JURAGAN ARJUNA

BAB 237



BAB 237

0Ciit!!!     

Brak!!!     

Tubuhku rasanya seperti dihantam petir, aku mematung melihat kejadian yang ada di depanku. Widuri, sambil menggendong kucing itu berdiri, memandangi mobil truk yang melaju dengan kecepatan tinggi. Tubuhnya ndhak bergerak, bahkan saat truk itu terus menekan klakson untuknya bisa cepat-cepat pergi dari sana. Namun sayang, karena truk ndhak bisa lagi mengendalikan kecepatannya, akhirnya tubuh Widuri dihantam begitu saja oleh truk itu. Dan aku... dan aku... hanya bisa melihat tangan Widuri melambai seolah ingin meminta tolong, tapi setelah itu tangan itu terkulai begitu saja di tanah.     

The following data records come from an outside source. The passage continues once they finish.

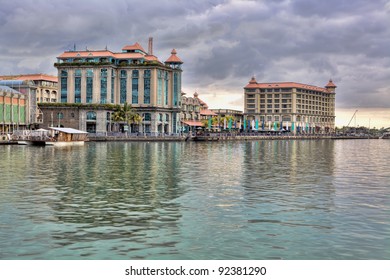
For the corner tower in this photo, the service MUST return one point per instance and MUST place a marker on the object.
(174, 62)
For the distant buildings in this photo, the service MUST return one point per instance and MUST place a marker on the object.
(13, 110)
(131, 76)
(296, 107)
(46, 86)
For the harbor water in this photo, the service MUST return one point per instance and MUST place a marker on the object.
(268, 199)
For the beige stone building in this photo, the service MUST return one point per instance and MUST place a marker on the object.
(133, 75)
(295, 107)
(46, 86)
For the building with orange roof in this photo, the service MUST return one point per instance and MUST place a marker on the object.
(15, 108)
(296, 107)
(132, 76)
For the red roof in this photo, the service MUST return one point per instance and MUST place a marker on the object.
(173, 58)
(124, 55)
(283, 85)
(32, 77)
(331, 84)
(193, 123)
(207, 112)
(134, 47)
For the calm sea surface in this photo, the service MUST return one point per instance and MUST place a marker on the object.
(281, 199)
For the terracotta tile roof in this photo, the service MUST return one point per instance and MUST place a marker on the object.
(134, 47)
(331, 84)
(173, 58)
(283, 85)
(33, 77)
(72, 54)
(104, 53)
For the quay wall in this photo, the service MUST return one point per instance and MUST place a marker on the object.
(221, 137)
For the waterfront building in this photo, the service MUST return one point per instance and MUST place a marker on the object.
(46, 85)
(26, 94)
(13, 110)
(134, 76)
(295, 107)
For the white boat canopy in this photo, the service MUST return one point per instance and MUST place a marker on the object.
(68, 130)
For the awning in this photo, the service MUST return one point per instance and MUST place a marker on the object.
(192, 123)
(207, 112)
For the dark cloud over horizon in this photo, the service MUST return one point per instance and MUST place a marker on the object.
(222, 43)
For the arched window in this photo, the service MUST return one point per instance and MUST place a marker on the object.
(147, 117)
(91, 116)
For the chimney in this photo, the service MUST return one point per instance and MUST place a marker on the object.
(150, 47)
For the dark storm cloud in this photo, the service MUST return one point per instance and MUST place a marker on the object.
(222, 42)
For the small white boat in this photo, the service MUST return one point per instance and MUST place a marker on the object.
(56, 136)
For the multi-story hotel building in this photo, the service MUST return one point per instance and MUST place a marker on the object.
(134, 76)
(13, 110)
(296, 107)
(46, 86)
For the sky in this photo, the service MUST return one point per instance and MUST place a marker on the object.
(223, 43)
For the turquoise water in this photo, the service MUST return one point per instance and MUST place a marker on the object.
(281, 199)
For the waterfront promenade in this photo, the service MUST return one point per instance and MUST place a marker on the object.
(218, 137)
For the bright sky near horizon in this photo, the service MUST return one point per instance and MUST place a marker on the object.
(223, 43)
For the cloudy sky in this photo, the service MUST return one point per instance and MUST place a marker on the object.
(223, 43)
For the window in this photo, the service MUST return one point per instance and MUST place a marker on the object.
(91, 116)
(77, 86)
(123, 87)
(103, 86)
(176, 87)
(134, 86)
(147, 117)
(112, 85)
(166, 88)
(159, 87)
(64, 86)
(147, 87)
(89, 85)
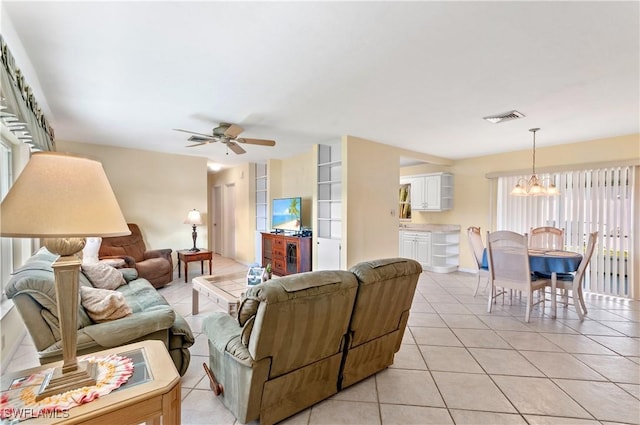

Gusti... apa ini? Apa yang sebenarnya terjadi? Kejadian mengerikan di depan mataku terjadi dengan begitu cepat dan tanpa ada kuasa aku untuk bisa mengubah semuanya.     

"Ndoro Manis!"     

Aku langsung menoleh, Manis telah ambruk setelah melihat kejadian itu. Dadaku terasa sesak, mataku terasa panas, aku benar-benar ndhak tahu apa yang harus kulakukan sekarang. Sementara Paklik Sobirin langsung memuntahkan isi perutnya. Dan orang-orang yang mengetahui kejadian itu berkerumun untuk memastikan apa yang terjadi, untuk melihat bagaimana kondisi dari korban tabrakan itu.     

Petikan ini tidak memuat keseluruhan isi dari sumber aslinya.